| Publication No: 3532 | Search all ORC publications |
High-Q photonic device for trapping and detecting a single atom on a chip
Michael Rosenblit*, Yonathan Japha*, Peter Horak**, Ron Folman*
*Department of Physics and Ilse Katz Center for Meso- and Nanoscale Science and Technology, Ben Gurion University of the Negev, Israel
** Optoelectronics Research Centre, University of Southampton, UK
Abstract
Recent progress in manufacturing high-Q dielectric microresonant structures may enable their use as photonic devices that can manipulate and/or detect single atoms on a nanometer scale. Of specific interest is the wafer-based manufacturing of resonators where good control of the physical characteristics can be achieved during fabrication and operation when integrated with other functions on the chip.
We investigate possibilities for simultaneously trapping and detecting single atoms near the surface of a substrate using the evanescent field of optical whispering gallery modes (WGMs) supported by a toroid microcavity. The advantages are the small electromagnetic mode volume and the high-Q value that can be achieved in a microdisk resonator.

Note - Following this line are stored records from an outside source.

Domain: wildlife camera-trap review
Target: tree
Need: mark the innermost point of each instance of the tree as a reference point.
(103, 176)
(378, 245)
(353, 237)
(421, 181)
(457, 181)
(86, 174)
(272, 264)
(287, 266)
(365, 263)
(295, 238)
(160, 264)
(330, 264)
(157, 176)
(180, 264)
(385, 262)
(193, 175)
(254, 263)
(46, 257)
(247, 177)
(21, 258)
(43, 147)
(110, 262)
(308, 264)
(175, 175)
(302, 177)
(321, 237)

We have calculated the evanescent fields of some optical WGMs and have found that the atom should be placed within 80 - 180 nm from the disk for efficient atom-mode coupling. Such proximity should be feasible by balancing the attractive van der Waals/Casimir forces, the repulsive blue-detuned resonator light which is used for atom detection, and red-detuned light used to create the trap.
We show that this "all-optical" trapping should be stable. We discuss atom detection efficiencies and the feasibility for non-destructive measurements in such systems and their dependence on key parameters such as atom distance from the surface, intensity of red- and blue-detuned laser pump fields, and disk size.